As you grew older, maybe your skills improved enough to get you a college scholarship. Or perhaps you’ve simply enjoyed rooting for your favorite team (Go Nuggets!). But no matter your interest in the sport, have you ever thought about how basketball came to be?

Think there’s no connection between patents and playing? Think again.

Everything must come from something; astute business people have continually improved products and processes, then protected them with patents. But are you familiar with the patents that have propelled “basket ball” from 1891 to present day?

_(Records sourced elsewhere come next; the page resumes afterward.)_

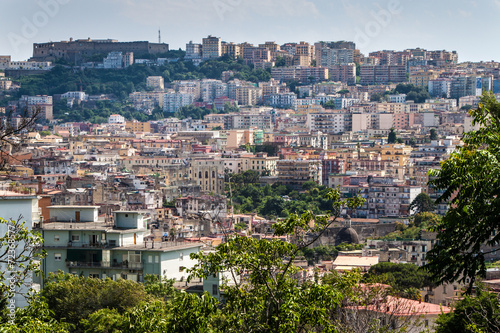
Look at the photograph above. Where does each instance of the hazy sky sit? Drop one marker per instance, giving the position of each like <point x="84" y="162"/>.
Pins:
<point x="469" y="27"/>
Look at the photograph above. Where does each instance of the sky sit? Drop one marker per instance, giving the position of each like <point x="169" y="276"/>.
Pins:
<point x="469" y="27"/>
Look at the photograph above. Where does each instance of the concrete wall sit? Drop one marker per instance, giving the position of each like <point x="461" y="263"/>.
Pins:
<point x="129" y="220"/>
<point x="68" y="214"/>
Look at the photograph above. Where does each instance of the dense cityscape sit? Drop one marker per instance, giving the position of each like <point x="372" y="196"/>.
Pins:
<point x="227" y="186"/>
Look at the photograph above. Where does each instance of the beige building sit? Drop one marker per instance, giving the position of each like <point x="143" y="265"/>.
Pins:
<point x="237" y="138"/>
<point x="208" y="173"/>
<point x="296" y="172"/>
<point x="232" y="50"/>
<point x="421" y="79"/>
<point x="155" y="82"/>
<point x="136" y="126"/>
<point x="211" y="47"/>
<point x="260" y="163"/>
<point x="248" y="95"/>
<point x="5" y="84"/>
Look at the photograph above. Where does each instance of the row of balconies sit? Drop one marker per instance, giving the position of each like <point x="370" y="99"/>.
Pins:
<point x="106" y="264"/>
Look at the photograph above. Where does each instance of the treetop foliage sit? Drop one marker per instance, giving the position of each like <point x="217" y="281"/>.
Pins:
<point x="470" y="180"/>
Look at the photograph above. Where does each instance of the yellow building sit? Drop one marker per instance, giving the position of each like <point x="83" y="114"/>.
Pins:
<point x="136" y="126"/>
<point x="421" y="79"/>
<point x="236" y="138"/>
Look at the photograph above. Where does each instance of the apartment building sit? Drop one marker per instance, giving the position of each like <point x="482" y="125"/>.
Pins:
<point x="188" y="87"/>
<point x="256" y="55"/>
<point x="137" y="127"/>
<point x="155" y="82"/>
<point x="329" y="122"/>
<point x="382" y="74"/>
<point x="296" y="172"/>
<point x="211" y="89"/>
<point x="422" y="78"/>
<point x="78" y="242"/>
<point x="172" y="101"/>
<point x="440" y="87"/>
<point x="208" y="173"/>
<point x="211" y="47"/>
<point x="33" y="104"/>
<point x="300" y="73"/>
<point x="345" y="73"/>
<point x="248" y="95"/>
<point x="260" y="162"/>
<point x="384" y="196"/>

By hanging up some peach baskets in the Springfield YMCA, James Naismith invented the game to facilitate indoor exercise during the winter. With additional inventions throughout the years, the sport is now enjoyed around the globe, thanks to patents which include the:

  • Hoop – Hiram B. Rockhill patented a holder for a bucket the same year the game was invented.
  • Goal – Patented by Milton Reach, the goal helped support the basket to the wall.
  • Ball – Though A.G. Spalding developed the first basketball similar to the early laced football design, George L. Pierce patented the first ball specific to basketball in 1929.

Through a goal improvement in 1936, Alvie Sandeberg applied for both a utility and design patent for a goal where you can loop the net over hooks.

Protecting your intellectual property can increase your competitive edge

Many others offered improvements to the game over the course of time. However, it’s the ones who took their ideas further, securing patent protection, who are reaping the profits today.

Whether you think of new things you could bring to market or see ways you can improve on existing inventions, you would be wise to protect your ideas – you never know which ones will be slam dunks.